Why did you leave your last job?
Never express any negative sentiments about your last job. Even if you left due to extreme circumstances, be as diplomatic with your answer as possible. Regardless of why you left, you should be able to put a positive twist on things.
What is your greatest strength?
While you don't want to come across as being a braggart, this is your opportunity to showcase your best qualities. Focus on ones that directly relate to being a great CNA. For instance, being detail-oriented is a great trait for any CNA to possess.
What is your biggest weakness?
For this question, come up with one or two anecdotes relating to something you struggle with, and explain how you worked to improve or even overcome the issue. In other words, don't just mention a weakness; explain how you've actively worked to correct it.

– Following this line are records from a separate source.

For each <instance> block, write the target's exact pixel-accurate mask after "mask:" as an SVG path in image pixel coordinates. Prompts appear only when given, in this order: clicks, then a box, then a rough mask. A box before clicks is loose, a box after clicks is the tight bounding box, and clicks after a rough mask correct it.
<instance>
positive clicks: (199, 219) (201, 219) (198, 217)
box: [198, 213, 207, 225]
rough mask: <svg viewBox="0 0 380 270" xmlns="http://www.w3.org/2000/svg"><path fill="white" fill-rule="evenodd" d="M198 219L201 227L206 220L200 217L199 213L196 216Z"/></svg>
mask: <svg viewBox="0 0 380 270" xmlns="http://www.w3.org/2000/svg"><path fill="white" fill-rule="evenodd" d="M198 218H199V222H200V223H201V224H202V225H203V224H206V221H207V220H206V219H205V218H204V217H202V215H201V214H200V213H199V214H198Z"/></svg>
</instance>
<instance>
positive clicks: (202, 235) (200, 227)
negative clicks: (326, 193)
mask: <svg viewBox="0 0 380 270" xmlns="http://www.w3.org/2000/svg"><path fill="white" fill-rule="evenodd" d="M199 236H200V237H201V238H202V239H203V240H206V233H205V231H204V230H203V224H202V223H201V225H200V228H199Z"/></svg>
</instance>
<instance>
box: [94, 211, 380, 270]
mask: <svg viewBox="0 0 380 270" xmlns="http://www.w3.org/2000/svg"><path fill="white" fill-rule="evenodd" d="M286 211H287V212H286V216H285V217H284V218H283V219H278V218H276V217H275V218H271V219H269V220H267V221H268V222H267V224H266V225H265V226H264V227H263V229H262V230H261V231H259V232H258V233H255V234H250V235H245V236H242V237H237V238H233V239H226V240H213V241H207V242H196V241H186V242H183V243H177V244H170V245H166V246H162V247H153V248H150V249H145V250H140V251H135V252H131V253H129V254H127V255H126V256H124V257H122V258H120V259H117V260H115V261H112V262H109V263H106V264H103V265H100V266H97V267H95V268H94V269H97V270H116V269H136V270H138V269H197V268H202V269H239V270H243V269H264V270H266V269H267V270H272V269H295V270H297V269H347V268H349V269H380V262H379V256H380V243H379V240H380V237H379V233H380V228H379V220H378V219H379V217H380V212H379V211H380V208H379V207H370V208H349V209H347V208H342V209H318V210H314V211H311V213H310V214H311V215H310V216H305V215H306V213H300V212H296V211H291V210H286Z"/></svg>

Why do you want to work here?
This is where it pays to do your homework. Prior to your interview, learn as much as you can about your prospective employer. Being able to reply with specific things about the employer that appeal to you will be much more convincing than saying you've heard good things.
Describe a time when you dealt with a difficult patient or client.
Ideally, you'll have a story about a difficult patient. Even if it's about a client or customer, make sure to include how you were able to turn a bad situation into a good one. Don't end the story by saying you had a manager help instead. You must show that you can handle things yourself.
Prepare as much as you can for your interview by practicing answers to lots of commonly asked questions. Remember too that you're sure to get at least one or two seemingly from out of left field. If so, take your time and think things through to give the most thoughtful answer possible.